La renovación francesa
Léolia Jeanjean entra en la pista Patrice Dominguez con una wildcard, impulsada por la dinámica de su mejor secuencia en tierra batida de la temporada. Después de Roma, donde eliminó a Parry, Tomljanovic y Haddad Maïa en la fase previa y en el cuadro principal antes de aguantar a Paolini durante un set y medio, la francesa presenta 7 victorias en sus últimos 10 partidos.
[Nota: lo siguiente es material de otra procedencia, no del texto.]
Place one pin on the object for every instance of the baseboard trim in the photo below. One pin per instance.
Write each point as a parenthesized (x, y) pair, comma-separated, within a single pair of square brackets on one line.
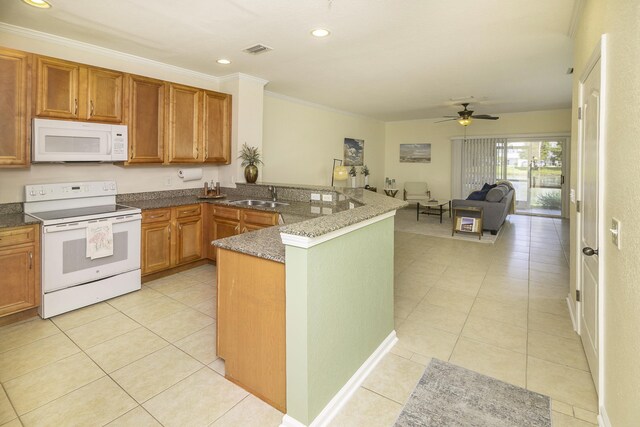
[(603, 418), (342, 397), (572, 314)]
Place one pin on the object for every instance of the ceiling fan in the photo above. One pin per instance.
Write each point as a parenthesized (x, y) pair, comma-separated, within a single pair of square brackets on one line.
[(465, 116)]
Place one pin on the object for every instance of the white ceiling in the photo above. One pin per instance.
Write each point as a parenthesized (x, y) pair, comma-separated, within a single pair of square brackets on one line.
[(386, 59)]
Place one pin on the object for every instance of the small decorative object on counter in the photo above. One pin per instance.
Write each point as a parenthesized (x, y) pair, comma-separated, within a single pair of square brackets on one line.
[(352, 174), (365, 171), (250, 158)]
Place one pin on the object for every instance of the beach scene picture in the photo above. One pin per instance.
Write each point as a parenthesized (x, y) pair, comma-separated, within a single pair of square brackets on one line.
[(353, 152), (415, 153)]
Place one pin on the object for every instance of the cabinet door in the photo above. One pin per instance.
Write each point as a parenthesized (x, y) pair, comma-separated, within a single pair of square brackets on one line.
[(184, 121), (18, 290), (146, 120), (188, 240), (57, 88), (156, 247), (225, 228), (216, 113), (104, 95), (14, 109)]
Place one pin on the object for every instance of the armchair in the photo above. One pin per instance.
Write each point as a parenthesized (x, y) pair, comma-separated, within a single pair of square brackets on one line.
[(416, 191)]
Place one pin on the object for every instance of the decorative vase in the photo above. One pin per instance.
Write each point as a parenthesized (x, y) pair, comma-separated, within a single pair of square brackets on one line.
[(251, 173)]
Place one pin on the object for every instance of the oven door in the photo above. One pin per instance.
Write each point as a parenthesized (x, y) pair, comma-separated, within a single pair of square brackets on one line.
[(64, 257)]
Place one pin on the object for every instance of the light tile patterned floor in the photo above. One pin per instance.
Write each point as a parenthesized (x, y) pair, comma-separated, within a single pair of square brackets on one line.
[(148, 358)]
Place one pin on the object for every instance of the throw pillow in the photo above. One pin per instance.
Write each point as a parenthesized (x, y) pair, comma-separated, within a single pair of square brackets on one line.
[(496, 194)]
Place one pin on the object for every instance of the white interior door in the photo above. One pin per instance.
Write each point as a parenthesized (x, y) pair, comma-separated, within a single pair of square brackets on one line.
[(589, 260)]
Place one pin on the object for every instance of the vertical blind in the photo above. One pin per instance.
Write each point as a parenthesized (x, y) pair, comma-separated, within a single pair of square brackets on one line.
[(479, 162)]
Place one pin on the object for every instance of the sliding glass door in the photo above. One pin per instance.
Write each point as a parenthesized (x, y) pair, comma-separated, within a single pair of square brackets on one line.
[(535, 167)]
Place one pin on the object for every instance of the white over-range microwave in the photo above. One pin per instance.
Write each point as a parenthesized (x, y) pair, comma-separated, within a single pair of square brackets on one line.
[(67, 141)]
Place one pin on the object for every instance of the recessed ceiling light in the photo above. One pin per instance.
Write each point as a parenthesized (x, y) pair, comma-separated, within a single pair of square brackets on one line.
[(320, 32), (42, 4)]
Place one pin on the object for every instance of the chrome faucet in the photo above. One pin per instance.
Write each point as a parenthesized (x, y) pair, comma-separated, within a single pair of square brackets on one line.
[(274, 193)]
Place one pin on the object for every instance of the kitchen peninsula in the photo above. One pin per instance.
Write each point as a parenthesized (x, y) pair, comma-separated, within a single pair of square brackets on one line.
[(305, 310)]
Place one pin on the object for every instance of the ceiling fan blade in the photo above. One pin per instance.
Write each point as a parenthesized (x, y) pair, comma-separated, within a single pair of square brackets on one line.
[(485, 117)]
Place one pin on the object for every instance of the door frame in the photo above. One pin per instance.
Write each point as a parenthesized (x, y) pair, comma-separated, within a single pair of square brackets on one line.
[(599, 53)]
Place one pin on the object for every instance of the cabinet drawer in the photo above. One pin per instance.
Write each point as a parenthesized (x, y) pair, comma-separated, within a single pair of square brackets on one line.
[(156, 215), (187, 211), (17, 236), (224, 212), (259, 218)]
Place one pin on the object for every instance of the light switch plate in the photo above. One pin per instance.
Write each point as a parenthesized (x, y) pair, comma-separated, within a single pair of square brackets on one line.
[(615, 232)]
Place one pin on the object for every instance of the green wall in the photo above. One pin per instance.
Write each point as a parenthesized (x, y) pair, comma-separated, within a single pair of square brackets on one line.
[(339, 310)]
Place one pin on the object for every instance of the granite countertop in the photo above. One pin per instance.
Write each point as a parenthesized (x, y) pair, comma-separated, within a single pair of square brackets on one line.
[(298, 216), (16, 220)]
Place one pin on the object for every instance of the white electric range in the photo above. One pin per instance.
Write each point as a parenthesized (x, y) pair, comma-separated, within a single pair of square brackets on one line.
[(71, 276)]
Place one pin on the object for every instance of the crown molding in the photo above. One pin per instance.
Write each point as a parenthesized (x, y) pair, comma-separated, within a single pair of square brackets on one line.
[(242, 76), (87, 47)]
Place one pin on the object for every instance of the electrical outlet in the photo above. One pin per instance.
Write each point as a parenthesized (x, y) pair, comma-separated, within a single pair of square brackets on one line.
[(615, 232)]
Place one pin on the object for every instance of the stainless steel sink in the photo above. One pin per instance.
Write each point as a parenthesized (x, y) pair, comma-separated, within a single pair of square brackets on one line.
[(259, 203)]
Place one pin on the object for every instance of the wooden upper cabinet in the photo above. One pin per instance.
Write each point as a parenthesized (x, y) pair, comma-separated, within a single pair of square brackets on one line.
[(184, 142), (104, 95), (146, 119), (216, 113), (67, 90), (57, 88), (15, 125)]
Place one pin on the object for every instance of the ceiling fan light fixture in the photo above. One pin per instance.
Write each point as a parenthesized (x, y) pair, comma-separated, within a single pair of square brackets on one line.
[(41, 4)]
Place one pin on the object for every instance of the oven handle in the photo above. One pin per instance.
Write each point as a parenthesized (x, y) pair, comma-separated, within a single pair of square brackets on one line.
[(84, 224)]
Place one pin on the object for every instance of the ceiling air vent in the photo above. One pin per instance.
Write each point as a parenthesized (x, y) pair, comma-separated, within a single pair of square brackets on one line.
[(257, 49)]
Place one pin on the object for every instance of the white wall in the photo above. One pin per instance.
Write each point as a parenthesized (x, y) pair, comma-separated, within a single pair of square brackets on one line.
[(129, 179), (438, 173), (301, 140), (622, 201)]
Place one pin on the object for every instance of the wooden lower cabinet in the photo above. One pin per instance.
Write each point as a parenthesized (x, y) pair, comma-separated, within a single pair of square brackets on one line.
[(226, 221), (20, 267), (156, 247), (188, 240), (251, 324), (171, 237)]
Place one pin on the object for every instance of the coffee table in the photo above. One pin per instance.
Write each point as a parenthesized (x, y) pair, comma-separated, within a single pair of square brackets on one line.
[(433, 207)]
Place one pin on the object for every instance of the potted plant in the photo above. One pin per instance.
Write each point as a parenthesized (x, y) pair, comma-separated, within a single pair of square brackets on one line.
[(352, 174), (250, 158), (365, 171)]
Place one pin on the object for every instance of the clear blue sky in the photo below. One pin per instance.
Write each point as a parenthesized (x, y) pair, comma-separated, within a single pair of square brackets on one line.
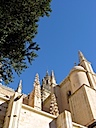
[(70, 27)]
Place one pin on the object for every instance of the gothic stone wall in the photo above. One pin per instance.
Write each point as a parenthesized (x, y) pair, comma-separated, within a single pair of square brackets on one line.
[(31, 118)]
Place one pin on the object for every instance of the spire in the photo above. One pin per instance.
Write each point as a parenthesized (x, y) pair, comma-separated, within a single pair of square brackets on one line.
[(53, 81), (47, 74), (54, 106), (37, 86), (81, 56), (35, 95), (19, 88)]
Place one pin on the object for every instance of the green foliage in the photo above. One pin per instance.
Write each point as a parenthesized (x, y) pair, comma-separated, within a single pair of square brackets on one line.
[(18, 27)]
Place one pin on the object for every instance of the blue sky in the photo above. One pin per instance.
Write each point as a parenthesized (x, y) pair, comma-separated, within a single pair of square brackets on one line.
[(70, 27)]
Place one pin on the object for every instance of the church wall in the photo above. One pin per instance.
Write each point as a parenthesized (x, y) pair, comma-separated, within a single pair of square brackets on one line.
[(31, 118), (80, 105), (6, 91), (3, 108), (65, 88), (91, 94)]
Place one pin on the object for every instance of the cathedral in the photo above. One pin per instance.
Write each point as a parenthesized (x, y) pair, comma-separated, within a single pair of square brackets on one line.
[(70, 104)]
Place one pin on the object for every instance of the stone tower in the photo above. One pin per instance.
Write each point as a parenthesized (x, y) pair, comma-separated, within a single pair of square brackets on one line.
[(46, 86), (70, 104)]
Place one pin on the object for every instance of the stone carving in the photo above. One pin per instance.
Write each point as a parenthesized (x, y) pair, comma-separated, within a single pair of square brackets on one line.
[(54, 106), (37, 89)]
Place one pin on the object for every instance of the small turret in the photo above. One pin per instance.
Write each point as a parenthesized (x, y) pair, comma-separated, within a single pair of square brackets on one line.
[(19, 88), (35, 95), (87, 66), (54, 106), (53, 81)]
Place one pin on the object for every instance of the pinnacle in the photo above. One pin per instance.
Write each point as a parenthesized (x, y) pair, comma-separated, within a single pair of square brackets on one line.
[(19, 88), (81, 56)]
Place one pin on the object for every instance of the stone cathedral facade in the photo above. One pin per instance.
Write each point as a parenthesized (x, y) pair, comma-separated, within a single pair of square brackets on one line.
[(71, 104)]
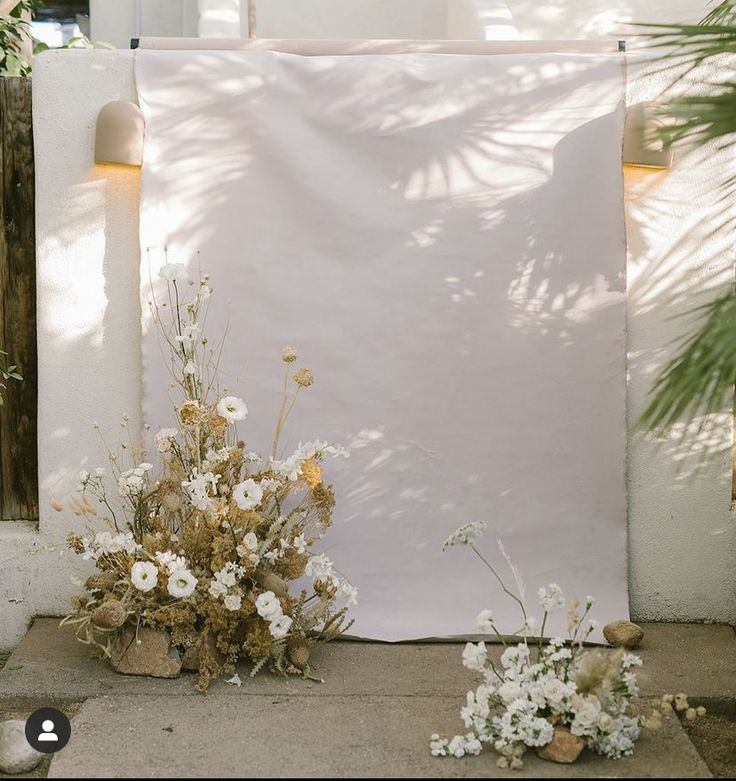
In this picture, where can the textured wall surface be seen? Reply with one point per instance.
(681, 534)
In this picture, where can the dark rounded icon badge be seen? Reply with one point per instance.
(48, 730)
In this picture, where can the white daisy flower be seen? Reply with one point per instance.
(144, 575)
(268, 606)
(233, 602)
(232, 409)
(279, 626)
(248, 494)
(181, 583)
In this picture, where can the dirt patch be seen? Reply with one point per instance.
(12, 708)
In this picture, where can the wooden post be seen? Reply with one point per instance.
(18, 446)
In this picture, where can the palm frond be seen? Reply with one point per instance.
(700, 379)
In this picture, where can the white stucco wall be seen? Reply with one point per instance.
(682, 541)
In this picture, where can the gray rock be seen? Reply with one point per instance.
(623, 634)
(150, 653)
(564, 747)
(16, 755)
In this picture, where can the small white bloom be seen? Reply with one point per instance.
(551, 598)
(144, 575)
(484, 621)
(217, 589)
(232, 409)
(279, 626)
(475, 656)
(268, 606)
(173, 272)
(466, 535)
(300, 544)
(248, 494)
(181, 583)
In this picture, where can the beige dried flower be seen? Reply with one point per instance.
(304, 377)
(289, 354)
(311, 473)
(110, 615)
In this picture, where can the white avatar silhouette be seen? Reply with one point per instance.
(48, 734)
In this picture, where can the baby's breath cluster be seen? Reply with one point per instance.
(536, 689)
(204, 543)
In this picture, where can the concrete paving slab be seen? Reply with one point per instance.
(697, 659)
(334, 737)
La llegada de Philippe Dehaes a su equipo no es anecdótica: el belga, que ha moldeado a Kasatkina, Puig, Juvan y Minnen, es conocido por su capacidad para estructurar al mismo tiempo el tenis y la cabeza de sus jugadoras. Jeanjean parece más legible en sus patrones de juego, más serena en los momentos tensos. Su match efficiency de 1.447 sobre tierra batida en 2026 es la cifra más llamativa de este dossier.
Leylah Fernandez llega como cabeza de serie número 7 pero con tres derrotas consecutivas en las piernas, entre ellas una en primera ronda en Roma y otra derrota en el ITF de París. La zurda canadiense sigue siendo una jugadora sólida en tierra batida, con un balance WTA en su carrera equilibrado de 25-25, y sus cuartos de final en Stuttgart y Madrid recuerdan su nivel en la superficie. Pero sus estadísticas de 2026 en clay no muestran una superioridad clara: ambas jugadoras tienen exactamente un 6-5 en WTA clay en 52 semanas. Su ángulo de zurda ataca de forma natural el revés de Jeanjean y constituye su principal palanca táctica en este partido.
Las estadísticas en tierra batida de 2026 cuentan una historia contraintuitiva. Jeanjean domina en match efficiency con 1.447 contra 0.938, en los tiebreaks con un 66,7% contra un 30,8%, y en los puntos de presión al servicio con un 59,7% frente a un 53,6%. Fernandez mantiene una ventaja en los juegos de servicio ganados con un 70,9% contra un 66,9% y en el segundo saque con un 48,3% frente a un 45,7%. Pero es Jeanjean quien se sostiene mejor en los momentos decisivos.